KYC in Hong Kong in the past was always the model that the rest of Asia tried to reach in terms of diligence and quality of work. As one who managed large amounts of money, and working in a politically sensitive company, the KYC process for me in Hong Kong often resembled something associated with proctology.
Without a doubt that has changed. Mainland money flowing into in Hong Kong is largely thanks to Singapore’s vetting process keeping it out. The Hong Kong financial machine must eat, and if the traditional clean money from the past isn't coming in, then Hong Kong will take what comes. (Hello Russia)
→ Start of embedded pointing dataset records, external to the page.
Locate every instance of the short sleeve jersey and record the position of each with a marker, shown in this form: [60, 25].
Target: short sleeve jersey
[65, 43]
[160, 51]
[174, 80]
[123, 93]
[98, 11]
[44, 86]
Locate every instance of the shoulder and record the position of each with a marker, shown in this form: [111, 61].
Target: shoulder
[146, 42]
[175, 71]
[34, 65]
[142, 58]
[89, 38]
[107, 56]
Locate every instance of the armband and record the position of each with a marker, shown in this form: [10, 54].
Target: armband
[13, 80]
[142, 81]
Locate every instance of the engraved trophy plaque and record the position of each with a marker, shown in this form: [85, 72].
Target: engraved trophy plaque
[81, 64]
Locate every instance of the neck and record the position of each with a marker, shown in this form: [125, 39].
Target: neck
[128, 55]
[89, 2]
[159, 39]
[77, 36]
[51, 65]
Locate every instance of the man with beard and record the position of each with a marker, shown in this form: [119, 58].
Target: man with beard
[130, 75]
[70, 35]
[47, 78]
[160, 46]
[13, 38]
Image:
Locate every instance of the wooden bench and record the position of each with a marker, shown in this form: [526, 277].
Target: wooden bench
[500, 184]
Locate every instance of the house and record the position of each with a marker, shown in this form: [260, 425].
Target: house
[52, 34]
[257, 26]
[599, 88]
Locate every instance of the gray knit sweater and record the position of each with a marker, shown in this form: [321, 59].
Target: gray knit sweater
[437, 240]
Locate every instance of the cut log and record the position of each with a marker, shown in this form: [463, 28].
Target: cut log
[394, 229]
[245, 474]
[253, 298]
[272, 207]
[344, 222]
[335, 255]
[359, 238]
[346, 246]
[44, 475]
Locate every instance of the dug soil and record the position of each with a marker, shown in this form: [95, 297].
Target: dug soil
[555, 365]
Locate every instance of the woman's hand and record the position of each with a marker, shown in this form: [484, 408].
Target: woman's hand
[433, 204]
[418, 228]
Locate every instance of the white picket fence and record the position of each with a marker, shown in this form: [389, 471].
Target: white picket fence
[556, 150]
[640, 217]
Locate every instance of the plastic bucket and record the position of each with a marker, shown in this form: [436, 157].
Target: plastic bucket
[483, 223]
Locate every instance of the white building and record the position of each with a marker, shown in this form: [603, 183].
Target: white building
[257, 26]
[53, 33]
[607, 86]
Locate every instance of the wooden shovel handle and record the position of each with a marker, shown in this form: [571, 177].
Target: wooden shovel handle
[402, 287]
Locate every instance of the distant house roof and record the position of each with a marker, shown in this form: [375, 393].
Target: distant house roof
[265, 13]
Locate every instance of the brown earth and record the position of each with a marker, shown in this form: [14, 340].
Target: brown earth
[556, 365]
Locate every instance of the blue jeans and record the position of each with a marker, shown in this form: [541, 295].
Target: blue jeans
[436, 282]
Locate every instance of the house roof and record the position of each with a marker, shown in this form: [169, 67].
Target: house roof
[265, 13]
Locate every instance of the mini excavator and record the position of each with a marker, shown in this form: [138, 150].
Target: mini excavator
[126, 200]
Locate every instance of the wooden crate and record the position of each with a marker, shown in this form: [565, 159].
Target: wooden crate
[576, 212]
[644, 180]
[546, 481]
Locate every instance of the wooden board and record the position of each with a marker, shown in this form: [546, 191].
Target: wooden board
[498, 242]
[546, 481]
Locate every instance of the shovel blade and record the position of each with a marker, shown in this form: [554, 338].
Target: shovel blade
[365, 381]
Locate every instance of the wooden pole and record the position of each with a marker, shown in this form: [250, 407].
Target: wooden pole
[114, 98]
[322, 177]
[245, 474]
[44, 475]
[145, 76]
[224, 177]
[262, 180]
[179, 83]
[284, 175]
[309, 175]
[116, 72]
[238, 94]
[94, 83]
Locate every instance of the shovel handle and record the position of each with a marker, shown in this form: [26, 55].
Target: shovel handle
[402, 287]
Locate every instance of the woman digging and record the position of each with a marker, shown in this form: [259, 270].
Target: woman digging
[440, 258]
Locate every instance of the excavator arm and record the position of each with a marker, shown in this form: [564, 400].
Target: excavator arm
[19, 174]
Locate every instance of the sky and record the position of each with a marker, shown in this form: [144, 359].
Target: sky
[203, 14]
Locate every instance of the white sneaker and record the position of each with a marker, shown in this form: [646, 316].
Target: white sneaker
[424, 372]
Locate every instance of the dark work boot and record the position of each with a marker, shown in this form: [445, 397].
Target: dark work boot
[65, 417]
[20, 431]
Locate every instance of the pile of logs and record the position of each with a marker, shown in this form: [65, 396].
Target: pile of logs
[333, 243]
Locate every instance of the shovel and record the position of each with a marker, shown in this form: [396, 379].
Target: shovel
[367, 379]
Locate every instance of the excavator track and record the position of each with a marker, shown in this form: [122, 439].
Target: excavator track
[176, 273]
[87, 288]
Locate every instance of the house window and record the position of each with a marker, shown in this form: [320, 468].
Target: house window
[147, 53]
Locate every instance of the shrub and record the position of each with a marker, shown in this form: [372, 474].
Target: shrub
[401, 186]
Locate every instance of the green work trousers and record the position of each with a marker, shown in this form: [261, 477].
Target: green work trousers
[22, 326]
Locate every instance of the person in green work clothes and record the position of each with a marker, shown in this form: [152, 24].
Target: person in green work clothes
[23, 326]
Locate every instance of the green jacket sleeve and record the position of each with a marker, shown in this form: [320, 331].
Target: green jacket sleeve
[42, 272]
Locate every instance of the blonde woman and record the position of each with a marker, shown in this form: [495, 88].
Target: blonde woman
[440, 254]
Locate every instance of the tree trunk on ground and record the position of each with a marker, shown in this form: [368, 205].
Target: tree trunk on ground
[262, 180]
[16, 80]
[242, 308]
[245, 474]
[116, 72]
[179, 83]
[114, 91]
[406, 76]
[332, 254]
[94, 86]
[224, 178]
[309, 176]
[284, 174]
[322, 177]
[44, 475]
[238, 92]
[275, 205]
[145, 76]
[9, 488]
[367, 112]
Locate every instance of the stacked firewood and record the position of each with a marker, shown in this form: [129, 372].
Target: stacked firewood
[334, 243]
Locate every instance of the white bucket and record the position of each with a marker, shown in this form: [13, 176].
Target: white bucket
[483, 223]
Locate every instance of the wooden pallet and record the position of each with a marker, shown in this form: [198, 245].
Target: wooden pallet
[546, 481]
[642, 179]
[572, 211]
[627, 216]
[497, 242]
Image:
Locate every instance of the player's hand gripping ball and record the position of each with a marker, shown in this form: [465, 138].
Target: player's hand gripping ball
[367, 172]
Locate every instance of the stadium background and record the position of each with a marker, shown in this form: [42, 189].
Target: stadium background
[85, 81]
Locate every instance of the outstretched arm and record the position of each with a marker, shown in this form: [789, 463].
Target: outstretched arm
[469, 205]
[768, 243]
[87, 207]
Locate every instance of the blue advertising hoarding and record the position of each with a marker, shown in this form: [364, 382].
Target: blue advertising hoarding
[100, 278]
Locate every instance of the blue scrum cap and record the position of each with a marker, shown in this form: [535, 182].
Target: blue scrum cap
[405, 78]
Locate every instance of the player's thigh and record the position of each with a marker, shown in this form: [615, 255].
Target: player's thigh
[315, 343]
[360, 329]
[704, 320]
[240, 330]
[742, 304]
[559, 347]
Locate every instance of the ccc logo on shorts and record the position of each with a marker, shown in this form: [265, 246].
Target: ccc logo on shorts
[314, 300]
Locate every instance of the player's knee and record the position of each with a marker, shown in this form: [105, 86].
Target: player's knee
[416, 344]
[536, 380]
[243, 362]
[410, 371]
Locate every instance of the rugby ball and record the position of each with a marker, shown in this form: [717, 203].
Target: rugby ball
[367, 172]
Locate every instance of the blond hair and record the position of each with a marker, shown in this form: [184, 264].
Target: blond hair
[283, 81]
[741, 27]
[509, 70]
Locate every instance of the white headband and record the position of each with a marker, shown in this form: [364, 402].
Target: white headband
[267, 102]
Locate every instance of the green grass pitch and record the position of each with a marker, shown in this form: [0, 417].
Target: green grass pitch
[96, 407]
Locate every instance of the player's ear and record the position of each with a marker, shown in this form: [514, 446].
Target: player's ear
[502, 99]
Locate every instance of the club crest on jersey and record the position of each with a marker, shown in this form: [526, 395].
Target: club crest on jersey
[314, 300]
How that money comes from China into Hong Kong is also unique.
Except for Hong Kong if you are crossing the border anywhere in Asia, and you're carrying more than USD $10,000 you are required to file/notify authorities. In Hong Kong you must declare “only if you are asked” by Customs. In other words, if you're carrying a sack of cash you don't have to say anything unless a custom’s officer asks what's inside. This extends to trucks full of cash that come across the border or the more usual route from Macau.
Macau does have a requirement for declaration of cash exceeding USD $15,000 when leaving. But again, it is only if the Customs Officer asks. (Get it?)
At the end of the day, Singapore has cleaned its act up, and combined with the erosion of the attractiveness of the Hong Kong financial markets has picked up the business that once was Hong Kong’s.
Hong Kong still needs business. Chinese wealth needs a place where uncomfortable questions are not asked, and money can easily flow in and out. That would be Hong Kong, a market with lower regulatory standards and an ability to move large sums of cash unfettered from government involvement.